An Unconventional Crystalline World
Typical crystals, from snowflakes to table salt, are defined by their periodic structure—a grid-like arrangement of atoms that repeats identically in all directions. Quasicrystals are a fascinating exception to this rule. First identified in the 1980s in a Nobel Prize-winning discovery by Dan Shechtman, these materials possess a paradoxical nature: they have definite long-range order, but their atomic patterns never perfectly repeat. This aperiodicity grants them unique symmetries forbidden in ordinary crystals, such as five-fold rotational symmetry, similar to that seen in a pentagon.

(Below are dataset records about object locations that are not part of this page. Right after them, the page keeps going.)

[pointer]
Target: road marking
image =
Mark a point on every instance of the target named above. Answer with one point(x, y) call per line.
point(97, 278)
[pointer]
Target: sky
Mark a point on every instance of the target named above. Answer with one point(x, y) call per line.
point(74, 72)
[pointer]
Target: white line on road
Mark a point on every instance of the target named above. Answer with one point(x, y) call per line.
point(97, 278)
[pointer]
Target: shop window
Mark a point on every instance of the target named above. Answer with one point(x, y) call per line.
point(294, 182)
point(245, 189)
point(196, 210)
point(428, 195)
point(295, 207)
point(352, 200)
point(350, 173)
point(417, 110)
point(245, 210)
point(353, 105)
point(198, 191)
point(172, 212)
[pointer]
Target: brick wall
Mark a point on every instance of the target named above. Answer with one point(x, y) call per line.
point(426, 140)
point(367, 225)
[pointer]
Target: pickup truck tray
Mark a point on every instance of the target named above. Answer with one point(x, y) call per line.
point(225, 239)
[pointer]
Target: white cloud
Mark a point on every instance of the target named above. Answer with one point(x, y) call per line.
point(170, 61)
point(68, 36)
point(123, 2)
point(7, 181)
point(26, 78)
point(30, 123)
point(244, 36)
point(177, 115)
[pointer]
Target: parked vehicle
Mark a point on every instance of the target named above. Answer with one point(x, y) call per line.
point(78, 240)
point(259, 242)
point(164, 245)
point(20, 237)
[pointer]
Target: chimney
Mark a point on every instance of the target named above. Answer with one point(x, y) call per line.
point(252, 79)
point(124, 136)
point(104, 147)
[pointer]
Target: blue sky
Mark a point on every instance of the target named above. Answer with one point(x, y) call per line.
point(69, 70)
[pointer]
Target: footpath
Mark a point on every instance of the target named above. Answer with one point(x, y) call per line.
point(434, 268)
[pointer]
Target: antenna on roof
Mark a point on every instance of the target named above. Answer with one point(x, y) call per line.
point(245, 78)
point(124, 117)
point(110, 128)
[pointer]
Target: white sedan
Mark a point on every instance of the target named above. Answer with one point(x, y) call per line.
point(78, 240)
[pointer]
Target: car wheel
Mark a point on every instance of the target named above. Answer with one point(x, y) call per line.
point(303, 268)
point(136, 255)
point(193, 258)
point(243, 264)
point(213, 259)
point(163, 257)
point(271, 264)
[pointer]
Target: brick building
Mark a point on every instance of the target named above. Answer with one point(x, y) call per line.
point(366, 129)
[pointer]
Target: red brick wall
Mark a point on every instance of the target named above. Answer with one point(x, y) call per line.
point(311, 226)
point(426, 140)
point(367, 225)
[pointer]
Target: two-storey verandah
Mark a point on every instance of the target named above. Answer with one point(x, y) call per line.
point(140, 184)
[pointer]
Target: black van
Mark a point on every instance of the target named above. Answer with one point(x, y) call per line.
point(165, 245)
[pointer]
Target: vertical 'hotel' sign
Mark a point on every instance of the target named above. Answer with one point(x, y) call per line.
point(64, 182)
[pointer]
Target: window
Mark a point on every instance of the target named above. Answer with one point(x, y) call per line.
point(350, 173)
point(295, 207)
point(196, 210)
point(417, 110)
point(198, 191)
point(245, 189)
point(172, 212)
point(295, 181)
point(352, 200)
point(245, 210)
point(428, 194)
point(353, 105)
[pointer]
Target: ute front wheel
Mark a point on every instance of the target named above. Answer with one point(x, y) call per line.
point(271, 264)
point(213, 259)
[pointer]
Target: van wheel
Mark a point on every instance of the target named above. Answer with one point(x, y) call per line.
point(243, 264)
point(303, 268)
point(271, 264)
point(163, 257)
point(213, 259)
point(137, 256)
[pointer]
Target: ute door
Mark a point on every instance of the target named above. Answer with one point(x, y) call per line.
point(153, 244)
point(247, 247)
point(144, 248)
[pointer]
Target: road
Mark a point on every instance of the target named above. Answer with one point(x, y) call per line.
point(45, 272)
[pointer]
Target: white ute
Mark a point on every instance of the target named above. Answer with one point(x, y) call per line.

This unusual atomic arrangement gives quasicrystals remarkable properties that have found uses in a range of real-world applications. Their hardness and low friction have led to their use in creating durable non-stick coatings for cookware and long-lasting razor blades. Other potential applications include advanced thermal insulation and more efficient LED lighting, making them a subject of intense interest in both fundamental physics and materials science. However, their behavior in non-equilibrium, laser-driven quantum systems remained largely unexplored until this recent breakthrough.
Crafting Matter by Painting with Light
The new form of matter was realized by a collaborative team from the Skolkovo Institute of Science and Technology (Skoltech), the University of Iceland, the University of Warsaw, and the Institute of Spectroscopy of the Russian Academy of Sciences. Their success depended on combining a sophisticated experimental technique with a strange form of quasiparticle.
The Hybrid Ingredients
The core components of the system are exciton-polaritons. These are not fundamental particles but rather hybrid quasiparticles that emerge inside a semiconductor. They are formed from the strong coupling of a photon (a particle of light) with an exciton (a bound state of an electron and an electron-hole). This intimate blend gives polaritons unique characteristics; they are extremely lightweight due to their light component but can still interact with each other because of their matter component. This interactivity allows them to behave as a quantum fluid and form condensates, which are macroscopic quantum states akin to a Bose-Einstein condensate.
The Experimental Blueprint
The researchers’ method was described as “painting with light.” They used a device called a spatial light modulator to precisely shape a laser beam. The beam was sculpted into a complex pattern known as a Penrose tiling—a well-known quasicrystal pattern with five-fold symmetry constructed from two different shapes of rhombuses. This patterned laser light was then projected onto a semiconductor microcavity, a structure designed to trap light and facilitate the creation of polaritons. The laser did not create the polaritons directly but instead established a potential energy landscape—an invisible terrain of energy peaks and valleys—that mirrored the Penrose tiling.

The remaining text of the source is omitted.